Quatre raisons pour lesquelles les moustiques vecteurs de maladies pourraient se multiplier dans des pneus de voiture près de chez vous
Les moustiques vecteurs de la fièvre jaune, de la dengue, du chikungunya et de Zika devraient atteindre de nouvelles populations et de nouvelles zones géographiques au cours des prochaines décennies. Qu'est-ce qui favorise leur propagation ?
- 21 novembre 2023
- 6 min de lecture
- par Ciara McCarthy
Au début du mois, l'Organisation mondiale de la santé (OMS) a présenté un rapport sur la progression de trois maladies transmises par les moustiques : dengue, chikungunya et Zika. Ces maladies virales circulent depuis des décennies, mais sans avoir vraiment posé un véritable problème de santé publique, contrairement au paludisme, transmis également par des moustiques. Alors pourquoi l'OMS s'en préoccupe-t-elle aujourd'hui ?
L'incidence de la dengue et du chikungunya a augmenté de façon spectaculaire ces dernières années. En 2000, on signalait un peu plus de 500 000 cas de dengue. En 2019, ce chiffre est passé à 5,2 millions. Une personne sur deux dans le monde est aujourd'hui exposée à la maladie.
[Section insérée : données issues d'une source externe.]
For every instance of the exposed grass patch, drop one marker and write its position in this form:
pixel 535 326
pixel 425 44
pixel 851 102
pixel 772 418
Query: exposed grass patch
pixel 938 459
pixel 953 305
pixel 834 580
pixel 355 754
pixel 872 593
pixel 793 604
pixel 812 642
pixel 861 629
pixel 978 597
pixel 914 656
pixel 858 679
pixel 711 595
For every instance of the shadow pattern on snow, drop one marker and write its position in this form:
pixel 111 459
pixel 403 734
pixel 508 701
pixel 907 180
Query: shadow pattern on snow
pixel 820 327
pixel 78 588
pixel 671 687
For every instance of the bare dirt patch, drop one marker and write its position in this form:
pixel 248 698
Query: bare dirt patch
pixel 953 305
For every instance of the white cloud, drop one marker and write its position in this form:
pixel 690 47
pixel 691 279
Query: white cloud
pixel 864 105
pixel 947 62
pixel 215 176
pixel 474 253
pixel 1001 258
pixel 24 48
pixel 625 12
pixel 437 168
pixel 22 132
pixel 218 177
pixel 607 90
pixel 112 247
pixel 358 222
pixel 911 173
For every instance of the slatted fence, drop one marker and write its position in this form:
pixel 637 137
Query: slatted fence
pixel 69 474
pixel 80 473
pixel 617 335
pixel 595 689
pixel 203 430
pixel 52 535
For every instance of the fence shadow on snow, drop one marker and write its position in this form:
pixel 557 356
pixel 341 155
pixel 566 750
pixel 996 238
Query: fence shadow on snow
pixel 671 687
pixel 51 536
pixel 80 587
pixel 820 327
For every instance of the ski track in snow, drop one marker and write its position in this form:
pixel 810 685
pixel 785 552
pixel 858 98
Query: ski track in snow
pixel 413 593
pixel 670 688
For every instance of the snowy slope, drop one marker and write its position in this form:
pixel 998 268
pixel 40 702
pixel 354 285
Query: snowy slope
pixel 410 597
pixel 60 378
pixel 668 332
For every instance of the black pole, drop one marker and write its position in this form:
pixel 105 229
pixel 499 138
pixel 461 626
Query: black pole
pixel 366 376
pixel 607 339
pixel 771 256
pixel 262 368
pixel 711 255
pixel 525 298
Les activités humaines (urbanisation, voyages, commerce) favorisent, depuis des siècles, l'expansion de ces populations de moustiques. Avec l’accélération de ces pratiques, associées au changement climatique, plus de la moitié de la population mondiale vit dans des zones exposées au risque de transmission de virus par les moustiques.
L'incidence des infections à virus Zika a diminué depuis l'importante épidémie de 2016, mais les experts craignent que la diminution de l’immunité et la survenue de mutations chez le virus ne favorisent la survenue de nouvelles épidémies.
L'OMS ne s'inquiète pas seulement de l'augmentation du nombre de cas, mais aussi de l'apparition des maladies transmises par les moustiques dans des régions où aucun cas n'avait jamais été signalé auparavant. Quelques cas de dengue et de chikungunya sont signalés périodiquement en Europe depuis 2010, mais l'OMS a émis un signal d’alarme : le nombre élevé de cas recensés en Amérique du Sud au début de l'année 2023 pourrait préfigurer ce qui attend l’Europe à l'approche de l'été.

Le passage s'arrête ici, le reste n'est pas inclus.